2. Relevant equations
The answer is 1400N/M at the back of my textbook. How does one solve it?
Why does my solution not work?

3. The attempt at a solution
(20)Ee = Eg //The gravitational potential energy is transferred to the 20 springs.
20(0.5)(k)(x^2) = mgh
10(k)(0.035^2) = (100)(9.8)(0.035)
k = 2800N/M
So close yet so far....

2. Nov 13, 2012

### haruspex

You have used conservation of energy. Think about the dynamics of that. Person let go from rest on uncompressed springs... what will happen?
You don't need to think about energy here. Just treat it as a statics question.

3. Nov 13, 2012

### 012anonymousx

Ah,
F = kx
k = F/x
k = mg/x
k = (100)(9.8) / 0.035 x 20
k = 1400

I still think my solution should have worked.
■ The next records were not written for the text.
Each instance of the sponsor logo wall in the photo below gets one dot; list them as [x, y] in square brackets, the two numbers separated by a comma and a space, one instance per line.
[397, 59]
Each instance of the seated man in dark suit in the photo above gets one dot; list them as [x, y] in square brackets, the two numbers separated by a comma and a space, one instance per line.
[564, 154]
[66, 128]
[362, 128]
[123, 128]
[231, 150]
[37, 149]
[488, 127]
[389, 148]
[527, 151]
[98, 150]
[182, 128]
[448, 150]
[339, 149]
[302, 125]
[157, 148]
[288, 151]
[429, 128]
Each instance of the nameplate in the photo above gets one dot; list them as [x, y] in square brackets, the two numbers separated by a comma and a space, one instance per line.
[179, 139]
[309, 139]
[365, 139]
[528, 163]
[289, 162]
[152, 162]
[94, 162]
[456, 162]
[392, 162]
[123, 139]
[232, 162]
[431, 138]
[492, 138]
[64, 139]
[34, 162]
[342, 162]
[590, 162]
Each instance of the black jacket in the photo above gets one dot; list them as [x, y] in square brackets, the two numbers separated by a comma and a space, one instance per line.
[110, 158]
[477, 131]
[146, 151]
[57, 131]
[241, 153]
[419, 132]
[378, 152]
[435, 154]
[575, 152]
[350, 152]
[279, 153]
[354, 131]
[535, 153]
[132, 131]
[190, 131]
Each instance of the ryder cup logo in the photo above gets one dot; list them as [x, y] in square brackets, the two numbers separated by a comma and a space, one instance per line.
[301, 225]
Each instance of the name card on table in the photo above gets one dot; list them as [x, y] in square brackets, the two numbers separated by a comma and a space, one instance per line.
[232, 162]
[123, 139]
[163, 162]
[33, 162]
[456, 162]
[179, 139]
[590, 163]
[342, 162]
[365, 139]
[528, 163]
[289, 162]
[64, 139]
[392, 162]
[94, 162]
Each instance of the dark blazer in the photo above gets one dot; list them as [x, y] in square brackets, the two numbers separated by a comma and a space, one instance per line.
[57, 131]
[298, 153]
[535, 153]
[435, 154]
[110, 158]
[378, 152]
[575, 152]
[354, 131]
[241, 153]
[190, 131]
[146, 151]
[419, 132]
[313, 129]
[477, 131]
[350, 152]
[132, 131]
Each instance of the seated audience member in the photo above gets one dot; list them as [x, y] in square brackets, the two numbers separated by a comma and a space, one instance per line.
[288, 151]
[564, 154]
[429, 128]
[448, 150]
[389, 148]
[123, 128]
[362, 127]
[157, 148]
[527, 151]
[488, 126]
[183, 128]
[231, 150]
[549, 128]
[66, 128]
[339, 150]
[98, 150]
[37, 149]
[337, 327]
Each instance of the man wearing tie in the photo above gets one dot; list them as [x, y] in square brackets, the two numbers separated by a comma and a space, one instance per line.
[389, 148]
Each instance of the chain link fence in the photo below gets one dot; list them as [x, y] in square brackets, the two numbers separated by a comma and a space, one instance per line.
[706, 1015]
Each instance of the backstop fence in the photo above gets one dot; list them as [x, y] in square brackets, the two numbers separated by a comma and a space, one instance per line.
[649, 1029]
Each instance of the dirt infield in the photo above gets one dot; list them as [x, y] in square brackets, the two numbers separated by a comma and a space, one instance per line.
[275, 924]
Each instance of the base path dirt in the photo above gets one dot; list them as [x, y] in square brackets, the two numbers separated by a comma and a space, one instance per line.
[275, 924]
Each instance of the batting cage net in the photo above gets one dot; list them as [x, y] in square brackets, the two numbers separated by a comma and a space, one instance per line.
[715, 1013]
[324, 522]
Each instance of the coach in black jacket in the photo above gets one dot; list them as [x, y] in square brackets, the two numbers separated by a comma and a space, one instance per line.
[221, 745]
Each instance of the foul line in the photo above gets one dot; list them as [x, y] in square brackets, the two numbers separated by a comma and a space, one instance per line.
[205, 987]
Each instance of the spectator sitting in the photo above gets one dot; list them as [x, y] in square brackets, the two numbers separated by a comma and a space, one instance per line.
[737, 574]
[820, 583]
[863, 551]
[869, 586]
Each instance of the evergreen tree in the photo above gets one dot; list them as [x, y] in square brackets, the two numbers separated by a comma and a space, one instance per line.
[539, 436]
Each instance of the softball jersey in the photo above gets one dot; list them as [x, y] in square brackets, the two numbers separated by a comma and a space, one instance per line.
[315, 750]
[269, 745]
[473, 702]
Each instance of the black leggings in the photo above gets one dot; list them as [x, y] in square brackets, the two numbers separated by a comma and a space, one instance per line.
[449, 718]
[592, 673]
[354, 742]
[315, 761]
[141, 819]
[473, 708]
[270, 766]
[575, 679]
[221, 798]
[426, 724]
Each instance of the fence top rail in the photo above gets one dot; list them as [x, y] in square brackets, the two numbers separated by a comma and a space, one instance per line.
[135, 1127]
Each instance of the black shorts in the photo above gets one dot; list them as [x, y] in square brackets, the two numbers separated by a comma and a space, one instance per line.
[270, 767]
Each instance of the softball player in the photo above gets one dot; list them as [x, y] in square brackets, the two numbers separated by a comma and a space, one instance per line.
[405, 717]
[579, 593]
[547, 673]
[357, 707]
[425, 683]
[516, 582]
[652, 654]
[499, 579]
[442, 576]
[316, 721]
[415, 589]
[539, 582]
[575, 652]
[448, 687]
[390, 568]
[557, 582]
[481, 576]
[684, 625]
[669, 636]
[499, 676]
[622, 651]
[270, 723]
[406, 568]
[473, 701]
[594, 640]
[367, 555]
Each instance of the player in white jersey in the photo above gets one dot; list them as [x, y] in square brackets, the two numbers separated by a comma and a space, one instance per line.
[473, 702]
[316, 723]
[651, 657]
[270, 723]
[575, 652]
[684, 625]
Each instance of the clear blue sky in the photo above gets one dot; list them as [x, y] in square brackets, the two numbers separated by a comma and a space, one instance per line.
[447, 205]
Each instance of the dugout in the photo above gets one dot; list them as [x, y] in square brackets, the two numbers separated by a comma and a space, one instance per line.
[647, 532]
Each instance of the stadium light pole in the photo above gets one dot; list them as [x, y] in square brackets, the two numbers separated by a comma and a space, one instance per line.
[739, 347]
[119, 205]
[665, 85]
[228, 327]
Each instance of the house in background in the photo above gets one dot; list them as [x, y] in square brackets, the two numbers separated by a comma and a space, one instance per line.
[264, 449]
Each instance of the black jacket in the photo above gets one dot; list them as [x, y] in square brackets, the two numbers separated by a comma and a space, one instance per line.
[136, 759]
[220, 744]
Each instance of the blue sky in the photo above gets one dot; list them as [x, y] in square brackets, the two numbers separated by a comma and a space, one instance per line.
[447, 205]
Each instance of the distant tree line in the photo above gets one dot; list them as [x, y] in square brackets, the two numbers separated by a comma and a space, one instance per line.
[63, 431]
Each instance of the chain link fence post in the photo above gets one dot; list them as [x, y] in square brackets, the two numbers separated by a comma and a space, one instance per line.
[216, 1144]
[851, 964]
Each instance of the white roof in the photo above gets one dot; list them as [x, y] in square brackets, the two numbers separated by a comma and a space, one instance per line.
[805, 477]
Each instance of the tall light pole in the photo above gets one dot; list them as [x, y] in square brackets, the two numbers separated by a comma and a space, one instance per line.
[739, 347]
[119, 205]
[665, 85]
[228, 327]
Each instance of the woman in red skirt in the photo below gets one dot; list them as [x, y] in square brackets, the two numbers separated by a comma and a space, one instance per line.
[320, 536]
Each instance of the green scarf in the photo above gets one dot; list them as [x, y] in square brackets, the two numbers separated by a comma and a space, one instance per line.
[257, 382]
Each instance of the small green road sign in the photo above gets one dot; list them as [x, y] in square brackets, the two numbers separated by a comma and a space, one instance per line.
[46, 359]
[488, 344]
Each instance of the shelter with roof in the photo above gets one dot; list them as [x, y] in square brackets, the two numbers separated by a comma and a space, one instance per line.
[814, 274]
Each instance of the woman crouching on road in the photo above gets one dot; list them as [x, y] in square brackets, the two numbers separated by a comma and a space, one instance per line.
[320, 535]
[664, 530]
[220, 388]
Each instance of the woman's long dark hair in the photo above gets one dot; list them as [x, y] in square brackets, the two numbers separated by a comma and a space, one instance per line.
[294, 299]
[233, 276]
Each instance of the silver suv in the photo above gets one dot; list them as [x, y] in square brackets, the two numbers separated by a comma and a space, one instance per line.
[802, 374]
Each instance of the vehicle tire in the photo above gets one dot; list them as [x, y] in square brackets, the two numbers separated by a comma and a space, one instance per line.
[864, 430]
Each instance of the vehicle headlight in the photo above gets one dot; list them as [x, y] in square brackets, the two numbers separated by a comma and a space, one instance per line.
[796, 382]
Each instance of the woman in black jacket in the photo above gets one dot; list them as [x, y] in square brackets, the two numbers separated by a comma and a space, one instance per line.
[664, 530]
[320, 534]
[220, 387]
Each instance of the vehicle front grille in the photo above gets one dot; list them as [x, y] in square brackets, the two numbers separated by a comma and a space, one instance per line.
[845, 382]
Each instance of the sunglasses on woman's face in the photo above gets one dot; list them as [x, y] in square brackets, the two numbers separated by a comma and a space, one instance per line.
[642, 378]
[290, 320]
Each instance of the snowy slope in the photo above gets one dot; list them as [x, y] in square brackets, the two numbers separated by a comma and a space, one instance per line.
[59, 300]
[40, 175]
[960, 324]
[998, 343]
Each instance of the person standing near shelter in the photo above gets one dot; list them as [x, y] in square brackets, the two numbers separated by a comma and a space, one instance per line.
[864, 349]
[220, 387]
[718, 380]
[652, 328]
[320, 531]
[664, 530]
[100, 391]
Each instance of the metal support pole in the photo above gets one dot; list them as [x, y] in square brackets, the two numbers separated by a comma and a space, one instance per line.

I don't understand conceptually why energy is not conserved.

4. Nov 14, 2012

### haruspex

As I said, you treated it as though the person was suspended horizontally, just touching the bed, then released. Suppose energy is conserved - what will happen? The person will fall, compressing the springs, but 'overshoot'. When the force from the springs matches the person's weight, the person will stop accelerating, but already has momentum and KE, so will continue to descend. When descent ceases, the springs will be applying a larger force and the person will bounce back up. If energy is conserved they will come all the way back up to starting position before descending again, and bounce forever.
The question required the point at which there was no acceleration, somewhere between the extremes of the bounce.